Bütün bu belirsizlikler içerisinde bütün ekmeğini orta ve uzun vadeli pozisyonlardan yiyen hedge fonlar uzun pozisyonlarını bir azaltıp bir arttırdıkça fiyat eğrisi, eğrinin uzak tarafındaki belirsizlikler nedeniyle yakın tarafında kaldıraç etkisi nedeniyle sürekli bir düzeltme yapıyor. Bunların tamamına yukarıda bahsettiğim önceki yüzde 28’lik yükselmenin peşinden normal olarak gelen tepki satışları da eklenince ‘volatilite’ artmış oluyor. Tabi Nijerya ve Libya’nın durumu, İran’ın Hürmüz tehditleri, Suudi Arabistan ve Rusya’nın üretimi artırma heveslisi açıklamaları piyasanın emin olamaması için gerekli ne kadar şart varsa hepsini sağlıyor. Böylece piyasa nur topu gibi bir belirsizlik doğurmuş oluyor.

Bu belirsizlik de petrolcülerin en sevdiği ortam. ‘Kurt puslu havayı sever’ atasözündeki ‘kurt’ biz oluyoruz bu durumda. ‘Puslu hava’ da mevcut piyasa.

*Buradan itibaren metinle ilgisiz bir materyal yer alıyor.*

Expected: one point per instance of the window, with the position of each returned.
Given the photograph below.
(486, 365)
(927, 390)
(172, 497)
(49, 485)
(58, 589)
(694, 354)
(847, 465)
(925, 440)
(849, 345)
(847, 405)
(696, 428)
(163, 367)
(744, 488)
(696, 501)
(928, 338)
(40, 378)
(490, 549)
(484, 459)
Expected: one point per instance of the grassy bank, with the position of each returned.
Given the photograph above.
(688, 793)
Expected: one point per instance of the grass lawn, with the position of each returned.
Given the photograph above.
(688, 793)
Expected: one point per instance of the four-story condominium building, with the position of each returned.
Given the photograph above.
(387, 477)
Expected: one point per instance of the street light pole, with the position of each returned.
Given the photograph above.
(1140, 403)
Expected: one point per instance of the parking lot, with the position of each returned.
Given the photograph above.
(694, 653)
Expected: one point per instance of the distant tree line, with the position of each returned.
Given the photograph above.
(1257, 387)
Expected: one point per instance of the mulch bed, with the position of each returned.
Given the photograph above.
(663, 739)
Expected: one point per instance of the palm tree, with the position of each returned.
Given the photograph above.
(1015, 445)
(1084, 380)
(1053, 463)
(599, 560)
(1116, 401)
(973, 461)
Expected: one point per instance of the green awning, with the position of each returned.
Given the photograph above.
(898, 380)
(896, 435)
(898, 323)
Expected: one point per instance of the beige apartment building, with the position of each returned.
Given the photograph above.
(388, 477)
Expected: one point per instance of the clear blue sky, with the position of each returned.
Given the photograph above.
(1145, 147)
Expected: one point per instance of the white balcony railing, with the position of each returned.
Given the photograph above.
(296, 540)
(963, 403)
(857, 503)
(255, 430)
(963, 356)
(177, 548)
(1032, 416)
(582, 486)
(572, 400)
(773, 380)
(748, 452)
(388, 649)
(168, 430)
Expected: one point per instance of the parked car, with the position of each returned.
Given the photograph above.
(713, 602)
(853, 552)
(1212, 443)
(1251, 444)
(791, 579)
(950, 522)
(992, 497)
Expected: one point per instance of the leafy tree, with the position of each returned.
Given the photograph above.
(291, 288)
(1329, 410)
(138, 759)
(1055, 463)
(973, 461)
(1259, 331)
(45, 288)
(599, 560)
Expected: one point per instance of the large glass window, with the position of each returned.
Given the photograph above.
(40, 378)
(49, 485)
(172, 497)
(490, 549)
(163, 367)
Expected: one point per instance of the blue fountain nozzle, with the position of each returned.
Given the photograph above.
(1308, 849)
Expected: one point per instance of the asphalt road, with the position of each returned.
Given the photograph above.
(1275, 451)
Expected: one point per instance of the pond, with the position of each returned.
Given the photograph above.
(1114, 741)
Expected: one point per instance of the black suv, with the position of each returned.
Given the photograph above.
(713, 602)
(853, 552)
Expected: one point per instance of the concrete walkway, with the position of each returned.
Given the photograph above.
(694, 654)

Evet, gördüğünüz gibi petrolcülerin gururu ziyadesiyle okşandı bu sıralar. Kendimizi ‘Yasak Şehir’den dışarı çıkasına izin verilmiş Qing hanedanı Puyi gibi hissediyoruz. Dışarıda kalmamıza da uzun bir süre izin verilecek gibi duruyor. Ben bu aralar, o kadar çok alakasız konunun ham petrol fiyatları ile ilişkilendirildiğini gördüm ki, Dünya Kupası finalinin hafta sonu oynanmasına sevindim. Hafta içi olsaydı, kupayı kimin aldığına göre fiyatın ne yöne gideceği tahminleri de yapılmaya çalışılabilirdi. Her ne kadar bu ilgi hoşumuza gitse de, bu kadar abartmaya gerek yok.

Saygılarımla.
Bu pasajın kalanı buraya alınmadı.